La promotion féminine dans les sphères de prise de décisions à l’épreuve des faits au Cameroun: discours et réalités.

La Constitution de la République du Cameroun accepte, entre autres comme principe, l’égalité de tous en droits et en devoirs, l’État assurant à tous les citoyens les conditions nécessaires à leur développement. Depuis le début des années 90, l’on a assisté à une dynamique libertaire, marquée par la floraison de conventions et de traités nationaux et internationaux favorisant l’émergence de la femme au Cameroun.

—–De l’émergence d’un discours libéral sur les femmes

Au rang des instruments juridiques liés à la participation politique des femmes camerounaises, figurent la Constitution de la République du Cameroun, onze lois, ainsi qu’un décret. Cet arsenal juridico-libéral est tributaire des Traités internationaux ratifiés par le Cameroun.

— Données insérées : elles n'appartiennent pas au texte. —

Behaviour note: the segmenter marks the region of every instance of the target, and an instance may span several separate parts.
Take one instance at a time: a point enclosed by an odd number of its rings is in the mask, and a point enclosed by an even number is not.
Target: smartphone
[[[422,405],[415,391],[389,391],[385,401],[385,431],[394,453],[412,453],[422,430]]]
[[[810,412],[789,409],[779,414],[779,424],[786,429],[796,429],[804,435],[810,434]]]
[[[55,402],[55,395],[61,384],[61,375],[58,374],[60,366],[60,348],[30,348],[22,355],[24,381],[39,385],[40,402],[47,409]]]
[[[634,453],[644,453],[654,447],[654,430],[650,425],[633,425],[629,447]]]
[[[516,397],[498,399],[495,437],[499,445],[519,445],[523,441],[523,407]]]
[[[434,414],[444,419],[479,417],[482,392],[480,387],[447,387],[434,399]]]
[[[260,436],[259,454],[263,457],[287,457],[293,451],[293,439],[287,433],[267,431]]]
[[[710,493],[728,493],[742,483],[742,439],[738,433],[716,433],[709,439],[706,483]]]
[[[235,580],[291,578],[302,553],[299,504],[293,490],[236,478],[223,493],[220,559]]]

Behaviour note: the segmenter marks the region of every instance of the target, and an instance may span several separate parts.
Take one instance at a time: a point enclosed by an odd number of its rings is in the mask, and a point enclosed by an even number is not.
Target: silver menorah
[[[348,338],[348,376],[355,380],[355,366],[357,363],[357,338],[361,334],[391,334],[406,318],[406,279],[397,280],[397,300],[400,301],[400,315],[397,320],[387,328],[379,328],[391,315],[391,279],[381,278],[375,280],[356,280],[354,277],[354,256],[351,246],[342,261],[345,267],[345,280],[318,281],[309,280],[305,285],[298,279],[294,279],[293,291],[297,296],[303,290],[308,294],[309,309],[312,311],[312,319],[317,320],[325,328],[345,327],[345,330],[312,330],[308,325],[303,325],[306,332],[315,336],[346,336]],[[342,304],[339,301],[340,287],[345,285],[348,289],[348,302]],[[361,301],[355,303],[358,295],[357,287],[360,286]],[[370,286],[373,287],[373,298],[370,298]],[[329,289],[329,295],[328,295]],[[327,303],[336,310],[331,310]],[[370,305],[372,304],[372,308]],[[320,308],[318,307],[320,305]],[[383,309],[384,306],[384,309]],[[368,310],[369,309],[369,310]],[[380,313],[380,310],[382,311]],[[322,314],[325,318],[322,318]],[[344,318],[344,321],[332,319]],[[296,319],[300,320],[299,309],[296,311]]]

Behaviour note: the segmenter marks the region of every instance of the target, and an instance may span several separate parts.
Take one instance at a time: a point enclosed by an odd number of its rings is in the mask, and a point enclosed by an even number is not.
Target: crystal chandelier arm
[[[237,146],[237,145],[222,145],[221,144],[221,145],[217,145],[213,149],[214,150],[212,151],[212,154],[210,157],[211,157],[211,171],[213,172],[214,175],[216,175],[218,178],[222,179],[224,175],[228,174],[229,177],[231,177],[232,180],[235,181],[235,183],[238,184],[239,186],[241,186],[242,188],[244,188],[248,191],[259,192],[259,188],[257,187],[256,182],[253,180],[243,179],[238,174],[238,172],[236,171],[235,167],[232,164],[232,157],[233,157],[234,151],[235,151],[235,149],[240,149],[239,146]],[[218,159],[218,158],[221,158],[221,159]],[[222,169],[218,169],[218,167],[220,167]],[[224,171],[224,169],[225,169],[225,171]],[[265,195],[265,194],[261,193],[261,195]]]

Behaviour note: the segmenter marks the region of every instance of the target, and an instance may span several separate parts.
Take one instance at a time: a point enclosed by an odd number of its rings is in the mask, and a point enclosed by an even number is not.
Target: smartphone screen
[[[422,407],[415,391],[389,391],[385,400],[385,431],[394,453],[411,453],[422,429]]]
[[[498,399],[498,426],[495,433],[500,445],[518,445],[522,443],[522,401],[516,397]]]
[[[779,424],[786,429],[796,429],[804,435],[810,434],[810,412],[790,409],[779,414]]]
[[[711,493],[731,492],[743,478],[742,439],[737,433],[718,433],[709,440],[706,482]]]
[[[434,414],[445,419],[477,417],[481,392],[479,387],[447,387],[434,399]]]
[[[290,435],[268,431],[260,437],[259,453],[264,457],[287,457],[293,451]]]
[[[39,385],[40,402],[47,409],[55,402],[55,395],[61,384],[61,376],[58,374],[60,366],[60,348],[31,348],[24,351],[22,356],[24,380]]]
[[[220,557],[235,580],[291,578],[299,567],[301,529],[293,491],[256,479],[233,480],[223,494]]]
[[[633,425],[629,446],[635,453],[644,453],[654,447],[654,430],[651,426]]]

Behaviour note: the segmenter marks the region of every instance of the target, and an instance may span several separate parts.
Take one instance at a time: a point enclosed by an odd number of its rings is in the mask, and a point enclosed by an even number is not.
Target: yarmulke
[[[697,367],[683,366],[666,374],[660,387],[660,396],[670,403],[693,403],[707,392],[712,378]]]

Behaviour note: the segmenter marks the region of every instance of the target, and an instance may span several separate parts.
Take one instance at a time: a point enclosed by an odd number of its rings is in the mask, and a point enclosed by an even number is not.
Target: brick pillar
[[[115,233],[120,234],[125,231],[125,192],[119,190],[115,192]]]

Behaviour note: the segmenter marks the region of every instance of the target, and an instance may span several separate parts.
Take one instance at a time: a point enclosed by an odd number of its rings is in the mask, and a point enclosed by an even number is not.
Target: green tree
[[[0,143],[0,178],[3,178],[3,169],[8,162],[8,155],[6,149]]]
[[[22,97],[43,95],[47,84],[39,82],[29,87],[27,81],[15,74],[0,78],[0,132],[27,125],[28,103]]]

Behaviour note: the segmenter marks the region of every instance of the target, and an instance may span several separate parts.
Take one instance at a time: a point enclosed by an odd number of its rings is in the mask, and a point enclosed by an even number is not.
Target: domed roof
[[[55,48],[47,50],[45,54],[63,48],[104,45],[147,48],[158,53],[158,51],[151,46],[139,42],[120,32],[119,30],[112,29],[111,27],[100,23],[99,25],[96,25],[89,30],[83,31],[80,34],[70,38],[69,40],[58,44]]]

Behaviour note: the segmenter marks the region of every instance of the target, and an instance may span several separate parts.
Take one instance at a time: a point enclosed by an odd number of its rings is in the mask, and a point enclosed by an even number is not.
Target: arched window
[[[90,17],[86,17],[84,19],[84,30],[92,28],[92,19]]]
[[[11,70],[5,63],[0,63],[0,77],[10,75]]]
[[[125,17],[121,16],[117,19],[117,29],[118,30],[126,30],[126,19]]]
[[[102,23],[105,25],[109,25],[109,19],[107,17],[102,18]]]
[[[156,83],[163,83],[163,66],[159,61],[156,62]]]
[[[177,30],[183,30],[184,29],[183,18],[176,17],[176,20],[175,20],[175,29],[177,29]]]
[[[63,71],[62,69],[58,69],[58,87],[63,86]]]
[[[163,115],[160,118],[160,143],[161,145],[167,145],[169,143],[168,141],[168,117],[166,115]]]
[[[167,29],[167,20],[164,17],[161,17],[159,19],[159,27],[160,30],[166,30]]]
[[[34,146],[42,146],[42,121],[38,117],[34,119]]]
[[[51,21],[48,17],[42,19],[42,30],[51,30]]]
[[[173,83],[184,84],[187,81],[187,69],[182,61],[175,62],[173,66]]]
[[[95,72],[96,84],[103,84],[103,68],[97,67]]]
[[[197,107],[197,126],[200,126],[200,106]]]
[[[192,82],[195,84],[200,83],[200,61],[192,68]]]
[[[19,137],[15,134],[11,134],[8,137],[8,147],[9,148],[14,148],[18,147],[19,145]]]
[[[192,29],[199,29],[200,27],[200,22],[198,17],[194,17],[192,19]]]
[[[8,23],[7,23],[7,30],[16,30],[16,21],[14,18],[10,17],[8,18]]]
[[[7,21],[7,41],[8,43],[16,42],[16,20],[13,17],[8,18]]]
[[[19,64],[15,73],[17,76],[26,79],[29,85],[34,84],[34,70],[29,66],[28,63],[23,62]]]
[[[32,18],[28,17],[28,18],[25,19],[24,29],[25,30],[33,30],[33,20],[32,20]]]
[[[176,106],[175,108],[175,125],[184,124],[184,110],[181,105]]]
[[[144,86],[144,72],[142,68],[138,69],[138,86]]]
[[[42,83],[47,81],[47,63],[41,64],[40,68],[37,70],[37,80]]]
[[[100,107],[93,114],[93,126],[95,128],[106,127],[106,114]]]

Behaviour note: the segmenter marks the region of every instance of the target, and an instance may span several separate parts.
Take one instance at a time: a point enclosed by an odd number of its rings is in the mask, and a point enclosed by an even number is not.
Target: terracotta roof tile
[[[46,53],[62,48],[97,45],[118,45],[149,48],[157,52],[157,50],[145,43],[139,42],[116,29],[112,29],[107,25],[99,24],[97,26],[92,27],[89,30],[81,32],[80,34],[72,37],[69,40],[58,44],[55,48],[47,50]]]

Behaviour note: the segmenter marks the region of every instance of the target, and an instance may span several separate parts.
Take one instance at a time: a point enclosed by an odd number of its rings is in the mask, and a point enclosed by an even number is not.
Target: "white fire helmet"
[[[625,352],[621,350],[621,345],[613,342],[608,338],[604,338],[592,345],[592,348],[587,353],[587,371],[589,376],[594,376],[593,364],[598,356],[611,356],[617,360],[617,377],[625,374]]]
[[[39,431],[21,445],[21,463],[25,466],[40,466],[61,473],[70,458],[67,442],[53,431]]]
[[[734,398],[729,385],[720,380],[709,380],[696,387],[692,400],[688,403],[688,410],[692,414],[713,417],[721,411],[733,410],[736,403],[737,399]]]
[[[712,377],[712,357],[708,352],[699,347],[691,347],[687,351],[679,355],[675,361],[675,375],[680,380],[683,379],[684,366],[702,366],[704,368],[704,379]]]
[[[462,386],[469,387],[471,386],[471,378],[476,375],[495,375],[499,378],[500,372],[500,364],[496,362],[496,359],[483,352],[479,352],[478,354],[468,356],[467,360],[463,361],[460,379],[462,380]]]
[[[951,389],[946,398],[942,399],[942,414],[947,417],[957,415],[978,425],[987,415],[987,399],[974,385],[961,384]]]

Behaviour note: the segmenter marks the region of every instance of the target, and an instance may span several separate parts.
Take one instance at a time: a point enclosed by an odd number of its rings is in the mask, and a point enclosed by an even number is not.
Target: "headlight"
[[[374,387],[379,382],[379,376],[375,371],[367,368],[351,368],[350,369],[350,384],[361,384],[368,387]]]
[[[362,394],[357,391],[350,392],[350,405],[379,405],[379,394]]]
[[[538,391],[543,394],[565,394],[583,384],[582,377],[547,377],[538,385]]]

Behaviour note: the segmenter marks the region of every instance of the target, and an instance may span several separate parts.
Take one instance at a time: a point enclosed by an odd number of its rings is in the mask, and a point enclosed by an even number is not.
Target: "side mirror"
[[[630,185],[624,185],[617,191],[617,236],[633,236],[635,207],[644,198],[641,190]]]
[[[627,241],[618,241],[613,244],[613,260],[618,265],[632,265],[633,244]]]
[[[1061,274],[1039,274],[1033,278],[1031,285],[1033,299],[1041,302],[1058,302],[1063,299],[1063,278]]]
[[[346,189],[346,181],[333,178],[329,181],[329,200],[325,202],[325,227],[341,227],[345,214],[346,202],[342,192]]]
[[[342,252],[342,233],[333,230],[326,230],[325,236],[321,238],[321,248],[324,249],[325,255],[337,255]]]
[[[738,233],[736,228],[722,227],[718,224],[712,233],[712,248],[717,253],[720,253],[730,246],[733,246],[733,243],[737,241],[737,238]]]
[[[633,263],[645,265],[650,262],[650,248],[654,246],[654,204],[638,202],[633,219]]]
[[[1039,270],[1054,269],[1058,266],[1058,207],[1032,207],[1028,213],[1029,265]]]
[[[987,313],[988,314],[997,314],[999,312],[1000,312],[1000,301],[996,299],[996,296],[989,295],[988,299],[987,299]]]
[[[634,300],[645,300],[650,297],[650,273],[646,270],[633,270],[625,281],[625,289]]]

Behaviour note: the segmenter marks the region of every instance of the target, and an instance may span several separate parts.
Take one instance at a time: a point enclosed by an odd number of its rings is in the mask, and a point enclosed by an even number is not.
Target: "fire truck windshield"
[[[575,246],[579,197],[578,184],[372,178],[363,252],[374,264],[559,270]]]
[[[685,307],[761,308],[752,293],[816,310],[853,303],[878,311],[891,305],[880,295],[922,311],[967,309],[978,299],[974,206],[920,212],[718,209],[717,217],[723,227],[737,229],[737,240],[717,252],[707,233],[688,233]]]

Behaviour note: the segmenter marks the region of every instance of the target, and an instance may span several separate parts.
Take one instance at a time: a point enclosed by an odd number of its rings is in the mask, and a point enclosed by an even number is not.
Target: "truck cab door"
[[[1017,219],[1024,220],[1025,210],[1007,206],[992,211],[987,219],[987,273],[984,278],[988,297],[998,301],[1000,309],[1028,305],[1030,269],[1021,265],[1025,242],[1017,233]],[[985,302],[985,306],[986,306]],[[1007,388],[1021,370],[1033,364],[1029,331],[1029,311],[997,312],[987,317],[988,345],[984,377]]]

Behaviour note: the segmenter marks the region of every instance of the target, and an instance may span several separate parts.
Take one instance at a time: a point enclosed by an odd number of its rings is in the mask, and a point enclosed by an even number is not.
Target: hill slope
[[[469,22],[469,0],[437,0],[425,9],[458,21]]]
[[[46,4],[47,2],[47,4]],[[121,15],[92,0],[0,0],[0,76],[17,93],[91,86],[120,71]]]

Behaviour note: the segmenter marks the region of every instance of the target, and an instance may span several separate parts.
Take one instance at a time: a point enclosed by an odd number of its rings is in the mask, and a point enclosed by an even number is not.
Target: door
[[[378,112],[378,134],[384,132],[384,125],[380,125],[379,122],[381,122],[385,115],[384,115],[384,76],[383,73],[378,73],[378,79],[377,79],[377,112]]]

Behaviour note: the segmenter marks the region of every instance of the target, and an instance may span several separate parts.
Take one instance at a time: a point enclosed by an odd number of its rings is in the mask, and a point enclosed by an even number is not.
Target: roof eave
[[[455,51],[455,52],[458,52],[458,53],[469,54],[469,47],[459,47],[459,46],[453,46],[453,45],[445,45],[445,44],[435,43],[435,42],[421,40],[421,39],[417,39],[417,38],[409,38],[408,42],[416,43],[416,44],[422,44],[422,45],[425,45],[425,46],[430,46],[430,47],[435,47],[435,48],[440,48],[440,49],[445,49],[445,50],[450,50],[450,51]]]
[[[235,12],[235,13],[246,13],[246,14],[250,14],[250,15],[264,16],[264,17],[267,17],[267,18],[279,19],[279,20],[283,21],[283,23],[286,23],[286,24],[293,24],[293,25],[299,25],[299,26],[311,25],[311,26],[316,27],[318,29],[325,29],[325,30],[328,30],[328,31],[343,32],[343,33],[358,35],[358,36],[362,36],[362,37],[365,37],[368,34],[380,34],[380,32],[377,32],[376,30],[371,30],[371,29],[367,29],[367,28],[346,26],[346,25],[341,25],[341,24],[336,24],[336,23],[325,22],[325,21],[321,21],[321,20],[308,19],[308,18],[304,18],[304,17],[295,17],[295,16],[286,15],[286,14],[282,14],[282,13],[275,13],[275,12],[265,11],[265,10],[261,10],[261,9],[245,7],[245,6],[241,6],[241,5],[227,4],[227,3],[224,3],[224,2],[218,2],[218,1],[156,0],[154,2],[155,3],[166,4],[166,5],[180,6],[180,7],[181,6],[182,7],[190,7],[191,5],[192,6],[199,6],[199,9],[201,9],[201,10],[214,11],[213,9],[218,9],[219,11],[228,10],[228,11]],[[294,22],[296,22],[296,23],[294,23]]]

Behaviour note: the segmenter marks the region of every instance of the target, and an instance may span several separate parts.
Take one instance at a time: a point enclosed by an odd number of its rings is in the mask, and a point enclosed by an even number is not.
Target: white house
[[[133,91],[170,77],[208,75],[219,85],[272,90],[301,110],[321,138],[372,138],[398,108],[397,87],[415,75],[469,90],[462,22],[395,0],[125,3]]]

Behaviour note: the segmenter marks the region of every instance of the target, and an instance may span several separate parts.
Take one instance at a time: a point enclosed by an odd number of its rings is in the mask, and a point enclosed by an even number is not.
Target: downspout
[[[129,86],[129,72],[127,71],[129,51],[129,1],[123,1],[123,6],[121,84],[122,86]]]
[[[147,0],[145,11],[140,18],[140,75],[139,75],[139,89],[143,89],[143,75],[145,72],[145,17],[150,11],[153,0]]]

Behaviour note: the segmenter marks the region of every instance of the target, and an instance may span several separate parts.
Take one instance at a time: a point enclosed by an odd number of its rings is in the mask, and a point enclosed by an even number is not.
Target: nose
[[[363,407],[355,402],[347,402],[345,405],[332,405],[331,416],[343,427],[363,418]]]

Les conventions supra nationales relatives à la participation politique égalitaire et sans discrimination, ratifiées par l’Etat camerounais sont au nombre de sept: la Déclaration universelle des Droits de l’Homme, adoptée et proclamée par l’Assemblée générale des Nations unies le 10 décembre 1948; la Convention internationale sur les Droits politiques des femmes, adoptée le 20 décembre 1952 et entrée en vigueur au Cameroun le 7 juillet 1954; la Convention internationale sur les Droits civiques et politiques, adoptée en 1966 et ratifiée en mars 1974; le Pacte international relatif aux Droits civiques et politiques, adopté le 16 décembre 1966 et entré en vigueur le 23 mars 1976; la Charte africaine des Droits de l’Homme et des peuples, adoptée en 1981 et entré en vigueur le 21 octobre 1986; la Déclaration de Mexico sur l’égalité des femmes et leur contribution au développement et à la paix de 1975; la Convention sur l’élimination de toutes les formes de discriminations à l’égard des femmes, adoptée le 18 décembre 1979 et entrée en vigueur au Cameroun le 3 septembre 1981.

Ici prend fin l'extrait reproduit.